Capital OutflowForeign investors are dumping Turkish government bonds at the fastest pace on record to seek safety in the U.S. Dollar.
Interest Rate HoldThe CBRT held its benchmark rate at 37% in March, breaking a cycle of cuts as the “war-driven” inflation outlook made further easing impossible.

A Shift in Strategy

For years, Turkey has been one of the world’s most aggressive gold buyers, seeking to reduce its reliance on the U.S. dollar. However, the current crisis has forced a reversal of that multi-year trend.
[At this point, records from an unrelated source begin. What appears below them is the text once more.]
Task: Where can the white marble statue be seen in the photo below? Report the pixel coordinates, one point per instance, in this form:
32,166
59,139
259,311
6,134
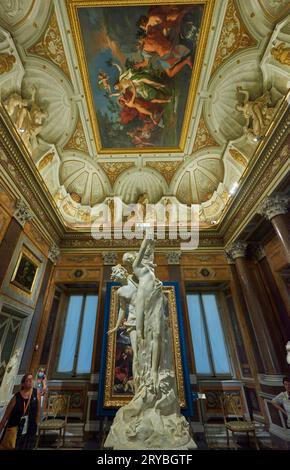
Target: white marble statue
288,352
9,377
152,419
126,296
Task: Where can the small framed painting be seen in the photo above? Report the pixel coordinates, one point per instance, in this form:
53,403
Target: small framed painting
25,271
  1. From Buyer to Seller: After adding 27 tonnes in 2025, the central bank is now being forced to treat its gold as an “active emergency fund” rather than a passive reserve.
  2. Dollar Priority: The priority has shifted entirely to rebuilding foreign exchange buffers. While gold reserves dropped by $18 billion, gross foreign currency reserves actually increased by $5.8 billion, indicating that gold is being converted directly into cash to fight the Lira’s slide.
  3. Domestic Impact: At the “street level” in Istanbul and Ankara, the liquidity crunch is becoming visible, with banks reportedly tightening credit and the central bank suspending one-week repo auctions to drive up borrowing costs.

What’s Next?

As the Friday, March 27 sunrise deadline in the Iran conflict approaches, Turkey’s role as a mediator at the “Islamabad Summit” is not just a diplomatic mission—it is an economic necessity. If the conflict enters a “Total Infrastructure Phase” tomorrow, the resulting surge in oil prices could force Ankara to liquidate even more of its 650-tonne gold stockpile to keep the economy afloat.